The next Great Recession - 2010 or 2011?

It has been a tough couple of years for the economy - in fact sometimes it is difficult to put everything in order. Through early 2008 oil prices steadily rose with apparently no end in sight. By the time we left Calgary in July, oil prices had exceeded $130/bbl. Increasing energy costs put a drain on the US economy, as shown by the Dow Jones Industrial average which dropped from a high of 14,000 in October 2007 to just below 12,000 in the Summer of 2008. However, I don't think many people could have predicted that the DJI would fall from 10,800 at the end of September to below 8,500 on October 10. No one had seen a drop like that since the great depression.
Looking back, the media blames sub-prime mortgages and lack of financial regulation. However, it is difficult to ignore the effect that oil prices had on the auto industry, transportation and consumer spending during those months when gasoline prices exceeded $4.00/gallon. It is also important to remember that this unprecedented price spike correlated with a time period where the world-wide demand for oil had clearly exceeded the available supply.

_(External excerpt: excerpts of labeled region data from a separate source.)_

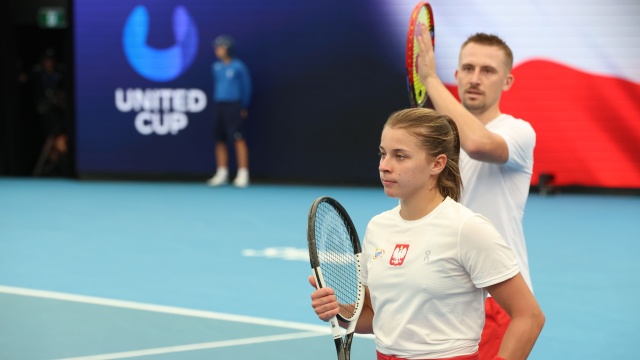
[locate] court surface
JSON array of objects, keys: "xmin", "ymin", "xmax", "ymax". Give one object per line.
[{"xmin": 0, "ymin": 178, "xmax": 640, "ymax": 360}]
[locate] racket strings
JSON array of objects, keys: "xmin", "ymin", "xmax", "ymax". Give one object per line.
[{"xmin": 315, "ymin": 203, "xmax": 359, "ymax": 319}]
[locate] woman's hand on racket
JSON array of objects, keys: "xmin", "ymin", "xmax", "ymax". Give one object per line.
[
  {"xmin": 418, "ymin": 24, "xmax": 438, "ymax": 87},
  {"xmin": 309, "ymin": 275, "xmax": 340, "ymax": 321}
]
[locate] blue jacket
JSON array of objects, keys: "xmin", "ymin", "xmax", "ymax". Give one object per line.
[{"xmin": 211, "ymin": 59, "xmax": 252, "ymax": 108}]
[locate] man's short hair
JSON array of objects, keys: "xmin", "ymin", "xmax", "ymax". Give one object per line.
[{"xmin": 460, "ymin": 33, "xmax": 513, "ymax": 71}]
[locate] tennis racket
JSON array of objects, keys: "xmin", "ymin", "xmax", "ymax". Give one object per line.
[
  {"xmin": 407, "ymin": 2, "xmax": 436, "ymax": 107},
  {"xmin": 307, "ymin": 196, "xmax": 365, "ymax": 360}
]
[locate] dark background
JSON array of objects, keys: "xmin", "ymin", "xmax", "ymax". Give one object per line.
[{"xmin": 5, "ymin": 0, "xmax": 640, "ymax": 193}]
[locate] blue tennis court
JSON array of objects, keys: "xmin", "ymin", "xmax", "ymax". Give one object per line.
[{"xmin": 0, "ymin": 178, "xmax": 640, "ymax": 360}]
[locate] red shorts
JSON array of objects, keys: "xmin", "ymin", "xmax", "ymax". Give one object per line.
[
  {"xmin": 479, "ymin": 297, "xmax": 511, "ymax": 360},
  {"xmin": 376, "ymin": 351, "xmax": 478, "ymax": 360}
]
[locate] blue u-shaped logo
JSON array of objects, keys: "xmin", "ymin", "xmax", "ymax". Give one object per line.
[{"xmin": 122, "ymin": 5, "xmax": 198, "ymax": 82}]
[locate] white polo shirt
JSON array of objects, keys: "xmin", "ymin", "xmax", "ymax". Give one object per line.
[
  {"xmin": 362, "ymin": 198, "xmax": 519, "ymax": 359},
  {"xmin": 460, "ymin": 114, "xmax": 536, "ymax": 291}
]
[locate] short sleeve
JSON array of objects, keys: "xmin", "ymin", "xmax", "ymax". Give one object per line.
[
  {"xmin": 460, "ymin": 215, "xmax": 520, "ymax": 288},
  {"xmin": 492, "ymin": 119, "xmax": 536, "ymax": 171}
]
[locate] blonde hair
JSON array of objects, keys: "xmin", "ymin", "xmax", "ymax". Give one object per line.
[{"xmin": 384, "ymin": 108, "xmax": 462, "ymax": 201}]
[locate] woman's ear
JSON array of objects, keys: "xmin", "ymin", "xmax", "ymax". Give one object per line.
[{"xmin": 431, "ymin": 154, "xmax": 447, "ymax": 175}]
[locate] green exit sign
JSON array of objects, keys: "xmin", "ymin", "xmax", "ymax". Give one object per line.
[{"xmin": 38, "ymin": 7, "xmax": 67, "ymax": 28}]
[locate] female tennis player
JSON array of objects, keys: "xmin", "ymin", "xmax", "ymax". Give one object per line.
[{"xmin": 309, "ymin": 108, "xmax": 545, "ymax": 360}]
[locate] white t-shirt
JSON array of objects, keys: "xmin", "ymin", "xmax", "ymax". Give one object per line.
[
  {"xmin": 460, "ymin": 114, "xmax": 536, "ymax": 291},
  {"xmin": 362, "ymin": 198, "xmax": 518, "ymax": 359}
]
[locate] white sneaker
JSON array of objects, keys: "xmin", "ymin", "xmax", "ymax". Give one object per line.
[
  {"xmin": 207, "ymin": 171, "xmax": 229, "ymax": 186},
  {"xmin": 233, "ymin": 169, "xmax": 249, "ymax": 188}
]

While governments injected hundreds of billions of dollars into the banking system, the economy continued to self-destruct until the DJI average reached a low of 6500 in early March 2009. In this same time period, demand for oil had significantly decreased and prices plummeted to a low of $31 in early 2009.
Since March, world-wide government stimulus spending has fostered steady but cautious economic growth. Unemployment is still high, leaving consumers cautious. In spite of this, the DJI is clearly showing a strong recovery, reaching the 10,000 mark in early November. And as the economy improves, so has oil demand.

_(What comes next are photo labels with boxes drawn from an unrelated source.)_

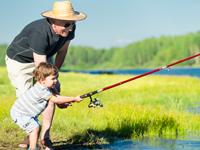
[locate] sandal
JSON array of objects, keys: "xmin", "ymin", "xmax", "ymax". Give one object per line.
[
  {"xmin": 18, "ymin": 136, "xmax": 29, "ymax": 149},
  {"xmin": 40, "ymin": 138, "xmax": 53, "ymax": 150}
]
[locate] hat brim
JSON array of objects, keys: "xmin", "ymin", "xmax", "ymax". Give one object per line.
[{"xmin": 41, "ymin": 11, "xmax": 87, "ymax": 21}]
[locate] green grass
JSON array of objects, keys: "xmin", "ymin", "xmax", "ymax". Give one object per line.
[{"xmin": 0, "ymin": 68, "xmax": 200, "ymax": 148}]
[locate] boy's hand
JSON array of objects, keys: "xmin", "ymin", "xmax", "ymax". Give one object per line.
[
  {"xmin": 57, "ymin": 103, "xmax": 72, "ymax": 109},
  {"xmin": 75, "ymin": 96, "xmax": 83, "ymax": 102}
]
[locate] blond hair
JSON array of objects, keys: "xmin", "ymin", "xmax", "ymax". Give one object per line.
[{"xmin": 33, "ymin": 62, "xmax": 58, "ymax": 81}]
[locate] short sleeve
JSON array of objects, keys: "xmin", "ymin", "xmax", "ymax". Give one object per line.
[
  {"xmin": 41, "ymin": 88, "xmax": 53, "ymax": 101},
  {"xmin": 29, "ymin": 31, "xmax": 48, "ymax": 55},
  {"xmin": 67, "ymin": 25, "xmax": 76, "ymax": 41}
]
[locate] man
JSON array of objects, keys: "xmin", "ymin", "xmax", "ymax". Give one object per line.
[{"xmin": 6, "ymin": 0, "xmax": 86, "ymax": 149}]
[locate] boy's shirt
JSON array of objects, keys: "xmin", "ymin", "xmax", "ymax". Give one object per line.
[{"xmin": 12, "ymin": 82, "xmax": 52, "ymax": 117}]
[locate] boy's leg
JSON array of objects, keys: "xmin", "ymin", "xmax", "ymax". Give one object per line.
[
  {"xmin": 41, "ymin": 101, "xmax": 55, "ymax": 148},
  {"xmin": 29, "ymin": 127, "xmax": 40, "ymax": 150}
]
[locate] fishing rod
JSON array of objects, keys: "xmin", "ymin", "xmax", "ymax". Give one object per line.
[{"xmin": 80, "ymin": 53, "xmax": 200, "ymax": 107}]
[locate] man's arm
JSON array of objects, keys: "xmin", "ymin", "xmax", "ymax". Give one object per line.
[{"xmin": 55, "ymin": 41, "xmax": 70, "ymax": 69}]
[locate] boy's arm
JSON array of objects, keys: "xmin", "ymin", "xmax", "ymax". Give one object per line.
[{"xmin": 49, "ymin": 95, "xmax": 82, "ymax": 104}]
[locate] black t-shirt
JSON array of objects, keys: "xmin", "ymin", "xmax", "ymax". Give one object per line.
[{"xmin": 7, "ymin": 18, "xmax": 76, "ymax": 63}]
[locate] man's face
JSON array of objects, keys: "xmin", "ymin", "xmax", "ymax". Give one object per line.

During the downturn we saw world-wide oil production remain fairly steady. US demand was significantly decreased, but China picked up about half of the available surplus. Now with returning US demand, we are seeing a steady increase in the price of a barrel of oil. In fact, this increase is averaging out at almost $1.00 week.

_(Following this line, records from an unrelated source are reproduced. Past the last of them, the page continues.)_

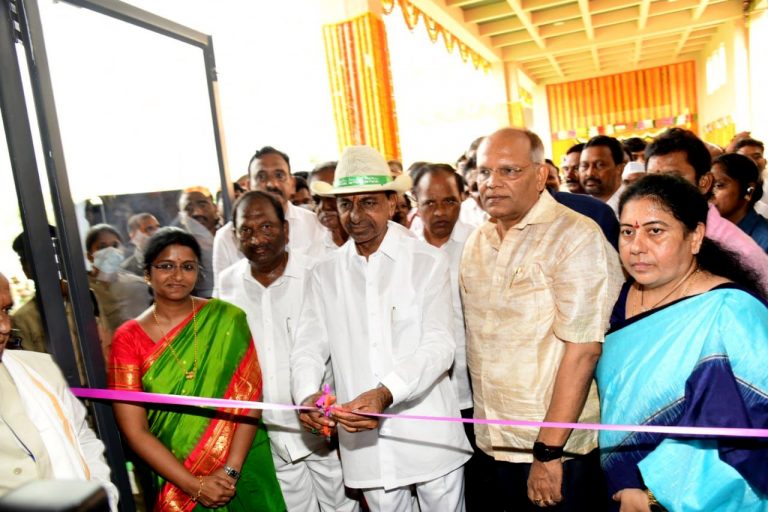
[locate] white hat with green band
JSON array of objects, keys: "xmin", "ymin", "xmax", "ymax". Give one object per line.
[{"xmin": 311, "ymin": 146, "xmax": 412, "ymax": 196}]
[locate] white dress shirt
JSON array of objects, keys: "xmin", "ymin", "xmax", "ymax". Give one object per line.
[
  {"xmin": 291, "ymin": 224, "xmax": 471, "ymax": 489},
  {"xmin": 212, "ymin": 201, "xmax": 327, "ymax": 297},
  {"xmin": 213, "ymin": 221, "xmax": 245, "ymax": 297},
  {"xmin": 219, "ymin": 253, "xmax": 332, "ymax": 462},
  {"xmin": 414, "ymin": 220, "xmax": 474, "ymax": 410},
  {"xmin": 459, "ymin": 197, "xmax": 488, "ymax": 228}
]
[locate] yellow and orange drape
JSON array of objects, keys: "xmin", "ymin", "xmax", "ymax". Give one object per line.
[
  {"xmin": 323, "ymin": 13, "xmax": 400, "ymax": 159},
  {"xmin": 547, "ymin": 61, "xmax": 697, "ymax": 140}
]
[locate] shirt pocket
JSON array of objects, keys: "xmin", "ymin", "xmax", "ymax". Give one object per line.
[
  {"xmin": 500, "ymin": 264, "xmax": 555, "ymax": 345},
  {"xmin": 390, "ymin": 304, "xmax": 421, "ymax": 358}
]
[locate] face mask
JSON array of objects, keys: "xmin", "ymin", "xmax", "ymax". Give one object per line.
[
  {"xmin": 131, "ymin": 231, "xmax": 150, "ymax": 252},
  {"xmin": 93, "ymin": 247, "xmax": 123, "ymax": 274}
]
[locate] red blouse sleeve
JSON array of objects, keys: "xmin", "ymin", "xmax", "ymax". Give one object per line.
[{"xmin": 107, "ymin": 320, "xmax": 151, "ymax": 391}]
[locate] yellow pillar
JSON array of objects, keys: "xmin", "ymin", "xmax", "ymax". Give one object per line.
[{"xmin": 323, "ymin": 0, "xmax": 400, "ymax": 159}]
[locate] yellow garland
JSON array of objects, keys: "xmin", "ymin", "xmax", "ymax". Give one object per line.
[{"xmin": 381, "ymin": 0, "xmax": 491, "ymax": 72}]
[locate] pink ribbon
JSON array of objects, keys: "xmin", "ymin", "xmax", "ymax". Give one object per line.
[{"xmin": 72, "ymin": 388, "xmax": 768, "ymax": 438}]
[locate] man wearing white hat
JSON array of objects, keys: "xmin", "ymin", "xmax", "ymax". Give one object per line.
[{"xmin": 291, "ymin": 146, "xmax": 471, "ymax": 512}]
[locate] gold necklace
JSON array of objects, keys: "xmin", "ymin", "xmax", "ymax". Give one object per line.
[
  {"xmin": 640, "ymin": 265, "xmax": 700, "ymax": 313},
  {"xmin": 152, "ymin": 295, "xmax": 197, "ymax": 380}
]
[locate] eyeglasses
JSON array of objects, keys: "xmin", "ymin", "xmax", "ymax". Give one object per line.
[
  {"xmin": 255, "ymin": 171, "xmax": 288, "ymax": 183},
  {"xmin": 477, "ymin": 162, "xmax": 540, "ymax": 182},
  {"xmin": 152, "ymin": 261, "xmax": 200, "ymax": 274}
]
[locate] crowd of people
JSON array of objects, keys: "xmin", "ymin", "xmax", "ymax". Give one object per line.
[{"xmin": 0, "ymin": 128, "xmax": 768, "ymax": 512}]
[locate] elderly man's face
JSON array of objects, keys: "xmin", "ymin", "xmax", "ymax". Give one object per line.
[
  {"xmin": 561, "ymin": 151, "xmax": 584, "ymax": 194},
  {"xmin": 579, "ymin": 146, "xmax": 624, "ymax": 201},
  {"xmin": 179, "ymin": 192, "xmax": 219, "ymax": 232},
  {"xmin": 235, "ymin": 195, "xmax": 288, "ymax": 271},
  {"xmin": 250, "ymin": 153, "xmax": 296, "ymax": 208},
  {"xmin": 477, "ymin": 132, "xmax": 547, "ymax": 227},
  {"xmin": 0, "ymin": 274, "xmax": 13, "ymax": 359},
  {"xmin": 416, "ymin": 172, "xmax": 461, "ymax": 239},
  {"xmin": 336, "ymin": 192, "xmax": 397, "ymax": 245}
]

Increases of this magnitude have never been seen - except for the first few months of 2008, where the increase was almost $2.00/week. Of course we all know how sustainable that was. So, if you want my prediction, I expect to see oil prices continue to climb over the coming weeks - until sometime in 2010 when the increases will again reach $2.00/week or so. After a month or so of these rapid increases the economy will nose-dive again - ultimately constrained by the inconvenient limitations of a finite oil supply.
We will enter this next economic collapse in a significantly weaker state than the recession of 2008. How will this affect the next cycle? If you know, you are much smarter than me.